Migrants africains expulsés des États-Unis contestent leur transfert vers le Cameroun
Trente-six ressortissants africains, renvoyés des États-Unis vers le Cameroun, ont déposé un recours devant le tribunal administratif de Yaoundé. Leur objectif ? Faire annuler le mécanisme ayant permis leur transfert et obtenir une protection juridique pour éviter un nouveau renvoi vers leurs pays d’origine, où ils craignent des persécutions.

Un collectif de 36 migrants, majoritairement originaires d’Afrique subsaharienne, a saisi la justice camerounaise pour contester un accord migratoire entre Yaoundé et Washington. Selon leur avocat, Me Joseph Fru Awah, cette procédure vise deux objectifs principaux : suspendre l’application de l’accord autorisant leur transfert depuis les États-Unis et obtenir un statut légal au Cameroun.
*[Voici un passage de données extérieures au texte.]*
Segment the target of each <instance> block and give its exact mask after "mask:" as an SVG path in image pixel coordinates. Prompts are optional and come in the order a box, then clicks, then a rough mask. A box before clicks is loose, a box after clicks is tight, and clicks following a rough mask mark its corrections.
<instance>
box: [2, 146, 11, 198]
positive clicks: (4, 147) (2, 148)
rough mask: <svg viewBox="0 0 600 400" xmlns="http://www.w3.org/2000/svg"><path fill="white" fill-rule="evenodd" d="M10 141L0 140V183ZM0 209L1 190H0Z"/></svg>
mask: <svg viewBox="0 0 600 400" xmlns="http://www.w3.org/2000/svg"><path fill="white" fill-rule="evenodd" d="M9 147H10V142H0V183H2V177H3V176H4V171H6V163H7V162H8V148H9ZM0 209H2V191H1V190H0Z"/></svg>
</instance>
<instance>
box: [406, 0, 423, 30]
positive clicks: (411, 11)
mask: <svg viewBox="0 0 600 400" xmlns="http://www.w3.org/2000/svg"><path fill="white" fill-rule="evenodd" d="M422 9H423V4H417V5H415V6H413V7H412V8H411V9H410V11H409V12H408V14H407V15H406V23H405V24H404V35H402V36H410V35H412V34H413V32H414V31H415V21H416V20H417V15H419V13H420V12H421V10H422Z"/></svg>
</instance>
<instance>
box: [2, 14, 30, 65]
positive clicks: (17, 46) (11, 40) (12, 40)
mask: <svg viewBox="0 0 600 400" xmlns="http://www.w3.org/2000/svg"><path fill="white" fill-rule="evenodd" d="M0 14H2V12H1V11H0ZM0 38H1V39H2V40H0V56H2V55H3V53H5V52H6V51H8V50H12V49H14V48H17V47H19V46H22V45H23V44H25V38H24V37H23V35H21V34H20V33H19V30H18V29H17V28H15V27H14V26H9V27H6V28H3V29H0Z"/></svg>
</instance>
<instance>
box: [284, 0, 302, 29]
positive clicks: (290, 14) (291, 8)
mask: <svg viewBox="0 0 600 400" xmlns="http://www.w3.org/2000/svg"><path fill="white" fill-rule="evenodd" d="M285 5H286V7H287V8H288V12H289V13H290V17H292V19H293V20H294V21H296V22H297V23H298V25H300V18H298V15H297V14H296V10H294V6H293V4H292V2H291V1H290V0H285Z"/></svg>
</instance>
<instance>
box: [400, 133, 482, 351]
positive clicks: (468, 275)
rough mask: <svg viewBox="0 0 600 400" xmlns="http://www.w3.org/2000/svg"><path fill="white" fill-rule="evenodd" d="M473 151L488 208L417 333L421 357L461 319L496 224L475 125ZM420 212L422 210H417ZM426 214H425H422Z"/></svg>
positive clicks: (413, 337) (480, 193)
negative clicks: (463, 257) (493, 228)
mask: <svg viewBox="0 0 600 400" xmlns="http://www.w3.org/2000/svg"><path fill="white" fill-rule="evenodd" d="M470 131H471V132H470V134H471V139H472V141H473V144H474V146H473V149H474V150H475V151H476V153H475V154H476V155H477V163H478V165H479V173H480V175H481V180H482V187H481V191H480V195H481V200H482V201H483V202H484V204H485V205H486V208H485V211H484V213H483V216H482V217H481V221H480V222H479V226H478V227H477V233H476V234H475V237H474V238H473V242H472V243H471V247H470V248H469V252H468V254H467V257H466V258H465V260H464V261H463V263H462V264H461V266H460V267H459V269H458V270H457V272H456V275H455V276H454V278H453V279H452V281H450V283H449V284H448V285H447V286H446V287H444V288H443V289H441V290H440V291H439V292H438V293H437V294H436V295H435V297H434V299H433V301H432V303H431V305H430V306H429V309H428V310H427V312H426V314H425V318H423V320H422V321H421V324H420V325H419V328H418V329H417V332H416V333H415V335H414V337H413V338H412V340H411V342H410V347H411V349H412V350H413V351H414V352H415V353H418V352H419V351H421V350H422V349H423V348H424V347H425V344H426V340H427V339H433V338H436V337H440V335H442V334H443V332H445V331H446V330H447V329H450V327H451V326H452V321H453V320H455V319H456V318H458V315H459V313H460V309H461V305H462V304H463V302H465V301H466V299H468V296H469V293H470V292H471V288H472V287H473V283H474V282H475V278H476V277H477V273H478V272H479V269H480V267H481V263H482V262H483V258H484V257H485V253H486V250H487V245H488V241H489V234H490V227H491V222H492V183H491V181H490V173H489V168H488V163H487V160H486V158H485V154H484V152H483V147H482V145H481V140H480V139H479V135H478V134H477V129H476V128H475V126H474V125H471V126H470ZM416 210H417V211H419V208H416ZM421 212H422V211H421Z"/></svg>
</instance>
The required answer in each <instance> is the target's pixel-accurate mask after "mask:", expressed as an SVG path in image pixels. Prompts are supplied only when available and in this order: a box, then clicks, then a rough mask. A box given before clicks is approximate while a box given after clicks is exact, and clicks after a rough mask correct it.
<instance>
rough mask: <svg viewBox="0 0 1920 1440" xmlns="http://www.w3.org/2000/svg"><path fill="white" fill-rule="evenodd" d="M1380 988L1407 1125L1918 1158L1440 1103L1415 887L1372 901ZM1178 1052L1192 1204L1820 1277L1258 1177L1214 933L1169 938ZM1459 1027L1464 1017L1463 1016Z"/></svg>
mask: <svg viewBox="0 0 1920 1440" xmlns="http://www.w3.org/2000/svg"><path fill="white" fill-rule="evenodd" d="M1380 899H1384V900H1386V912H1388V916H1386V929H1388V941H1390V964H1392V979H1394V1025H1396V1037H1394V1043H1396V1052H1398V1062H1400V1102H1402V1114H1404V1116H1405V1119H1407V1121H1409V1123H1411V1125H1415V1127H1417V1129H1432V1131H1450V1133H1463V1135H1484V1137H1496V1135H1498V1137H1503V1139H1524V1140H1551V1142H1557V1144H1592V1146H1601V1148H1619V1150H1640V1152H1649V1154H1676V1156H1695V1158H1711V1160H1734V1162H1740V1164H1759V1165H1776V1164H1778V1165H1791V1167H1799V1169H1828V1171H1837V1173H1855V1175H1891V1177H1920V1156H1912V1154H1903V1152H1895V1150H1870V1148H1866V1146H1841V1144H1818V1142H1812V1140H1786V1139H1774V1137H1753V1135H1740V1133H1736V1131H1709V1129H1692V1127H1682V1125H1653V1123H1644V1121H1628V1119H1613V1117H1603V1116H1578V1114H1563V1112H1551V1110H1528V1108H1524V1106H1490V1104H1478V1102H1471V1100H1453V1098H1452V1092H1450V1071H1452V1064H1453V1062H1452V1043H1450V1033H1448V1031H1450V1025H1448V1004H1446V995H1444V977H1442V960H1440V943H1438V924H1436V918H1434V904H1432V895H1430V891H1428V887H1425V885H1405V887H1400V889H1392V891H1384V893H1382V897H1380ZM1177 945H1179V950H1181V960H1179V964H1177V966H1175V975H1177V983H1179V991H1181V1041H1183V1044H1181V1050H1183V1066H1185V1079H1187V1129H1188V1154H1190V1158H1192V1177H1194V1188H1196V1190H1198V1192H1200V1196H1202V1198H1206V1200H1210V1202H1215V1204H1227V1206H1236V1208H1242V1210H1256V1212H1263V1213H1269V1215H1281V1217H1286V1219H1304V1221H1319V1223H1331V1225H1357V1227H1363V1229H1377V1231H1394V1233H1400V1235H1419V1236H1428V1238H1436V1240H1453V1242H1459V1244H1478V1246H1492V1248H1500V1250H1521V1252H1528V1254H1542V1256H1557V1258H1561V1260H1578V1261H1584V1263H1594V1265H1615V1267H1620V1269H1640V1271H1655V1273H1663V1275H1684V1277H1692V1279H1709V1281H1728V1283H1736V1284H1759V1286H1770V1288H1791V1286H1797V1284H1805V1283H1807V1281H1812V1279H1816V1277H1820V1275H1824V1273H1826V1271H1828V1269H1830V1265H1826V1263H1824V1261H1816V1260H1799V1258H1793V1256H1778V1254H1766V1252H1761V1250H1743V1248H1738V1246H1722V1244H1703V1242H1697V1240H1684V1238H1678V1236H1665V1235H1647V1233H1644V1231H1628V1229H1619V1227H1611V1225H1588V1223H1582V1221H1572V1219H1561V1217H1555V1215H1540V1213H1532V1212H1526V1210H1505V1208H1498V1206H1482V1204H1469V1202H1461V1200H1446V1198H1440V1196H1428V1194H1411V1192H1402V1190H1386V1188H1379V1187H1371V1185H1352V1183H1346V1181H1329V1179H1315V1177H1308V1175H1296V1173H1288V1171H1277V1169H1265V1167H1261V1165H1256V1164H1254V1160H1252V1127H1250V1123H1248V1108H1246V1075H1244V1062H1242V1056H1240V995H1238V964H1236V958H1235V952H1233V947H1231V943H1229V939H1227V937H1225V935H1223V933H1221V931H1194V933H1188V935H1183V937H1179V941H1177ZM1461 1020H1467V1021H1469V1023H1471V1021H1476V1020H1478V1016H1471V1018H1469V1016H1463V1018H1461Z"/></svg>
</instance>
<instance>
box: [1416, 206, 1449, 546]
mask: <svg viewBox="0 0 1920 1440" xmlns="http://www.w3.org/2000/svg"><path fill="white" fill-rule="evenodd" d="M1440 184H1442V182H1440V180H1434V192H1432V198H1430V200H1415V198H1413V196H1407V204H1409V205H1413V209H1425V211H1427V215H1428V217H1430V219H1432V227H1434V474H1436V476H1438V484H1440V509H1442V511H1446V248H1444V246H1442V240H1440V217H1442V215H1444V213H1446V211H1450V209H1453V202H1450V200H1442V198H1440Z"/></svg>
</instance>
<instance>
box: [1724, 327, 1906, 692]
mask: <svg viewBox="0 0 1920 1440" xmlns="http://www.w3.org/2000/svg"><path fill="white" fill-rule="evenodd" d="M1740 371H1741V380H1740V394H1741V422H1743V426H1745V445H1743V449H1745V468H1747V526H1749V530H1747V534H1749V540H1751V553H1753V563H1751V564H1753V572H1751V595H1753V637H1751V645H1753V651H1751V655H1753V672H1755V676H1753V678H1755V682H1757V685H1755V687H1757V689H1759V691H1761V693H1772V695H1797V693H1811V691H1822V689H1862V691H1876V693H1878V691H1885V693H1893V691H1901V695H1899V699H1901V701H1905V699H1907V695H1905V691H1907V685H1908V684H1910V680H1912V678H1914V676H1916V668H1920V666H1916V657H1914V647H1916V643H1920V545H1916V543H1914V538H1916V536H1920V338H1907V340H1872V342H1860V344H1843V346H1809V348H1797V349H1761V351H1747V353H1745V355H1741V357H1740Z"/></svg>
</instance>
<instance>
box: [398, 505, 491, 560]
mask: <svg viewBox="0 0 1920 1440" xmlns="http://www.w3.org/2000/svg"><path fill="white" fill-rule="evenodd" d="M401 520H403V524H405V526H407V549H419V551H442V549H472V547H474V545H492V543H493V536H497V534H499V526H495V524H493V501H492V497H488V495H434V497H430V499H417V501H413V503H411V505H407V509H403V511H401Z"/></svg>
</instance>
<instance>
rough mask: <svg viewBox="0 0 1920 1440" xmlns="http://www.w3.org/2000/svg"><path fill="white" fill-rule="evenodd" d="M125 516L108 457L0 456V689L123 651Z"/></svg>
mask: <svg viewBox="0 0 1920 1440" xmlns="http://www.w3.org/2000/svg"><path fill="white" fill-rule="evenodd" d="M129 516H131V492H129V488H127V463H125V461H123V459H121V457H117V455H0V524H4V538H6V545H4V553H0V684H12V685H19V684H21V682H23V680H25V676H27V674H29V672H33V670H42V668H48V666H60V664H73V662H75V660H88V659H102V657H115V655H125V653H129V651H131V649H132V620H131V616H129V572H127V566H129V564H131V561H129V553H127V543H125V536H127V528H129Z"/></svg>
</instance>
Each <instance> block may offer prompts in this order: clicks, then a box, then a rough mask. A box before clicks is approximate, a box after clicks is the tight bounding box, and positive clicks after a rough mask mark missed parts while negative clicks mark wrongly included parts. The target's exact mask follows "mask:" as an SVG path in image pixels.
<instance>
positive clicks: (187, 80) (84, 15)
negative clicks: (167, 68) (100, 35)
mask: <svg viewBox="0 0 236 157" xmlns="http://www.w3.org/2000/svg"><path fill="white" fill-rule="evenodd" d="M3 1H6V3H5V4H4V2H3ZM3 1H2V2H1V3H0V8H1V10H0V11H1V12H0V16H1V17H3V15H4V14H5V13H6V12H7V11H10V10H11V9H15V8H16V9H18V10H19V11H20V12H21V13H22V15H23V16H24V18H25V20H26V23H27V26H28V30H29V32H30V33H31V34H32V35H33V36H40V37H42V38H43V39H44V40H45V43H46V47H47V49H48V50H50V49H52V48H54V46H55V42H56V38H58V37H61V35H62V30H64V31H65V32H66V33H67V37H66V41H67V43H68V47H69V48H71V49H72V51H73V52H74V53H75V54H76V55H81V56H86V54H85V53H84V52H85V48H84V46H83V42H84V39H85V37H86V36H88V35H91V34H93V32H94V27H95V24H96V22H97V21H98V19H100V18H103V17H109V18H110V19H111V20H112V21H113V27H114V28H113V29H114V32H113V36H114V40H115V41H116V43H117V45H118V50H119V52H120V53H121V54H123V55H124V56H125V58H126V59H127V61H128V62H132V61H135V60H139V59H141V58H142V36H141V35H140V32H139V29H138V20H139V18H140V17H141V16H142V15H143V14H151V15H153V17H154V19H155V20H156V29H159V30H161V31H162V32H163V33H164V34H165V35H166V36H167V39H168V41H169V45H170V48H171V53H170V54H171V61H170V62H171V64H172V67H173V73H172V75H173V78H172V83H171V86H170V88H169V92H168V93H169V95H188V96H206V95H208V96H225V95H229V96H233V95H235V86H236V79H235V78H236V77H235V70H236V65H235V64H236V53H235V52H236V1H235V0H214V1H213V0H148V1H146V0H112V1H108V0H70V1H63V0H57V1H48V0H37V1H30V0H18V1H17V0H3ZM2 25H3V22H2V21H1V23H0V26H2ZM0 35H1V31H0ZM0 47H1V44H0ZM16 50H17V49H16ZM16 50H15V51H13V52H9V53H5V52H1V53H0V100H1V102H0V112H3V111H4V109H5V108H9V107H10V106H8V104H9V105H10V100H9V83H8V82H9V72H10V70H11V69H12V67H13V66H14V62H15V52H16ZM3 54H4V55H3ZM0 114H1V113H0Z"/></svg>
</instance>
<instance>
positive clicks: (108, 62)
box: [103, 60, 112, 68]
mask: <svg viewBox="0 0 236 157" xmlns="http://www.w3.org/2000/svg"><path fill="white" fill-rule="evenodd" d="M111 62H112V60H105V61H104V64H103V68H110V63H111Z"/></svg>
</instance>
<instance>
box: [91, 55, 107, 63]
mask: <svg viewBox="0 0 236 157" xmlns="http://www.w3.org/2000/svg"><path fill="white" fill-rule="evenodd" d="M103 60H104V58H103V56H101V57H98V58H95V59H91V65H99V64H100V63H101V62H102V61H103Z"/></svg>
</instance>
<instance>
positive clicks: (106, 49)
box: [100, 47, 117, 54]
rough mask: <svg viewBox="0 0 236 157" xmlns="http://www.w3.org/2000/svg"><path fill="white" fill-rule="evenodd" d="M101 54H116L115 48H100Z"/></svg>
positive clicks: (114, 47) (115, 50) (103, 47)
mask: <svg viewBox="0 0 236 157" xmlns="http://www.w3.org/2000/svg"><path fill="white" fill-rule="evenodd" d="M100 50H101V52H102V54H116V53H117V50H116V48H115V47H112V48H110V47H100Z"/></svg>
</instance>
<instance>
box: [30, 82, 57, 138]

Parmi les requérants figurent des ressortissants de la République démocratique du Congo, du Ghana, de l’Angola, de l’Éthiopie, de la Sierra Leone, du Kenya, du Sénégal, du Zimbabwe et du Maroc.
Une protection juridique urgente réclamée
Les avocats des migrants soulignent que plusieurs de leurs clients risquent des persécutions ou des traitements inhumains en cas de retour dans leur pays d’origine. « Le Cameroun ne peut servir de terrain de transit pour des expulsions vers des zones où les droits fondamentaux sont menacés », a déclaré Me Joseph Fru Awah. Les transferts ont eu lieu entre janvier et mai 2026, malgré des décisions judiciaires américaines bloquant leur expulsion vers leur pays d’origine.
Un statut administratif flou et des restrictions maintenues
Depuis leur arrivée à Yaoundé, les migrants sont hébergés dans un centre soutenu par l’Organisation internationale pour les migrations (OIM). Toutefois, leur avocat dénonce l’absence de documents d’identité et de statut juridique clair. Leurs déplacements restent sous contrôle, et leur situation administrative n’a toujours pas été régularisée. Le Cameroun s’inscrit dans une liste d’États africains ayant accepté d’accueillir des migrants expulsés des États-Unis vers un pays tiers, aux côtés de la République centrafricaine, du Rwanda ou encore de l’Eswatini.
Cette procédure judiciaire pourrait contraindre la justice camerounaise à examiner les conditions d’application de l’accord migratoire sur son territoire. L’administration américaine justifie ces transferts par la possibilité de contourner les blocages juridiques empêchant le renvoi direct vers certains pays d’origine.